Is the Imperial Presidency Inevitable

"Is the Imperial Presidency Inevitable," review of The Executive Unbound, by Eric A. Posner and Adrian Vermeule, New York Times, 13 March 2011.

Excerpt:

In “The Executive Unbound,” Eric A. Posner and Adrian Vermeule, law professors at Chicago and Harvard, respectively, offer with somewhat alarming confidence the “Weimar and Nazi jurist” Carl Schmitt as their candidate to succeed James Madison for the honor of theorist of the Constitution.

James Madison — until now the father of the Constitution — a theorist of rights, the social contract and consent of the governed, is to cede his place to a man who when confronted with the choice between liberal democracy, Communism and Nazism, chose the last. Let’s see what our authors say on behalf of this remarkable substitution.

Madison, taken as spokesman for all the founders, provides, they argue, the basis for “liberal legalism,” the view that the rule of law can be sustained by the separation of executive, legislative and judicial powers. This, Posner and Vermeule say, is legalism because Madison supposes that the formal separation of the three powers in the Constitution can of itself prevent the tyranny of one of them. True, Madison himself, in Federalist No. 48, disparaged mere formal limitations with his famous phrase “parchment barriers,” declaring that strong words on fancy paper will have no power to deter tyranny and support the rule of law. But neither do the Constitution’s words, the authors respond. They see little difference between mere words of exhortation demanding good behavior and words backed up by separate powers in the Constitution that are intended to prevent one power from acting alone.

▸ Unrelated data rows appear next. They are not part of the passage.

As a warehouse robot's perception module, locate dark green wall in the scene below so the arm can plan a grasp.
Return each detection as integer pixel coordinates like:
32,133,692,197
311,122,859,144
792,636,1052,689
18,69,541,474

According to Posner and Vermeule, we now live under an administrative state providing welfare and national security through a gradual accretion of power in executive agencies to the point of dominance. This has happened regardless of the separation of powers. The Constitution, they insist, no longer corresponds to “reality.” Congress has assumed a secondary role to the executive, and the Supreme Court is “a marginal player.” In all “constitutional showdowns,” as they put it, the powers that make and judge law have to defer to the power that administers the law.